One of the reviews points out
There’s a little bit of etiquette that goes along with writing a letter. For example, when someone dies in the line of duty, one of the last things you want to write is “I know what you must be going through.” No you don’t and hopefully you never will. Lynette Smith helps guide you through those tricky situations, even if you are going to simply write a note on a card. Letter preferred. You’ll learn how to write that special letter and even how to present it. In some instances, you may be encouraged to present a letter in person, and if possible, in private.~D.Fowler
Her three-part reference book Smith addresses milestone birthdays; special occasions for school, military, romance, family, rites of passage and career; and professional and personal relationships, aging, eulogies and mending relationships. A special bonus is her selections of positive words, inspirational quotes and sentence jumpstarts.
Your letters are powerful even when written to strangers.
Handwritten love letters to strangers can bring you and them back from despair
Hannah Brechner, a copywriter and creative consultant, was fortunate to have a mother who communicated via handwritten letters rather than the more efficient, but less touching, email and text messaging.

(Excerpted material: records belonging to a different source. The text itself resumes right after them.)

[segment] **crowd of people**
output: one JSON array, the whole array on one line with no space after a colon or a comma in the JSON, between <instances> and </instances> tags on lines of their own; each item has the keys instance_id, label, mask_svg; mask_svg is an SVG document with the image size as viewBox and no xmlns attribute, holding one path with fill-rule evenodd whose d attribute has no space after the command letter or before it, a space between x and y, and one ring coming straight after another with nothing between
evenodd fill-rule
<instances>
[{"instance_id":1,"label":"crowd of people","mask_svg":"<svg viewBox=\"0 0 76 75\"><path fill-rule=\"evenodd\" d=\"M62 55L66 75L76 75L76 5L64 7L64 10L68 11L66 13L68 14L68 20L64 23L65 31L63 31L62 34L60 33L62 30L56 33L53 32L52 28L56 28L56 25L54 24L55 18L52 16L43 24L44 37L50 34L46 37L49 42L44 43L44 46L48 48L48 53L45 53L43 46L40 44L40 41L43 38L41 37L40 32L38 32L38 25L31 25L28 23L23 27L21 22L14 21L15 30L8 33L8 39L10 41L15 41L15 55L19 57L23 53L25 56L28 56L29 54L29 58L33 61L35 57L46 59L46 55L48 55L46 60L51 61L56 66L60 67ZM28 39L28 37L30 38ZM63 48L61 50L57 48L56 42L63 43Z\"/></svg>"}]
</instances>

Here’s Hannah’s story in her own words of how she got into
the business of broken hearts.
i began leaving love letters all over New York City back in October 2010 as a way to try to fight off my own loneliness and depression. the callouses still have not faded from the following year as i spent nine months mailing over 400 love letters to strangers in need around the world. today i run The World Needs More Love Letters, a global love letter writing organization that harnesses the power behind social media to write and mail love letters to individuals across the globe. i’m like a proud mama when i tell people it’s spread across 6 continents and all 50 states. she is my labor of love. where i spend my days
Watch the video to hear Hannah’s story in her own voice. If you feel so inclined join her global letter writing campaign at The World Needs More Love Letters.
Handwritten letters and cards from the Word Chef can start a conversation
When Tea Silvestre, marketing coach at thewordchef.com, signed up for National Novel Writing Month (NaNoWriMo) that takes place in November every year, she considered writing short stories. But then she remembered how much she once loved writing letters. Next she remembered how much stationery she has neglected since she turned her back on it in favor of email, Facebook and all the cyber rest.
So here’s what Tea said next in her own words
The Great Stationery Collection Beckons Me
Which is where YOU come in.
In exchange for your mailing address and a few choice details about yourself, I’d like to hand-write and send you a one-of-a-kind letter.
It might be a postcard, a love note or a thank you card. It might say Happy Birthday or Happy Anniversary or my condolences. Maybe I’ll share a dream or a fear or the cool thing that happened to me that day. It all depends on what you’re willing to share.
AND (totally optional), if you write back — well, then! We might just get to know each other better.
And really — isn’t that what this ride around the sun is all about?
So, if you’re game for a little snail mail surprise from the Word Chef, use this form on http://thewordchef.com/2012/10/nanowrimo-project-postcards-and-love-letters-from-the-chef/ to add yourself to the list.
Showing gratitude, sending love letters to strangers or opening a conversation are all ways to bring happiness into your life.
Letter writing is always on time and always in season.
Whether you join in the letter-writing missions of Lynette, Hannah or Tea, you can be sure that your handwritten letters will not only make your recipient happier, but you too.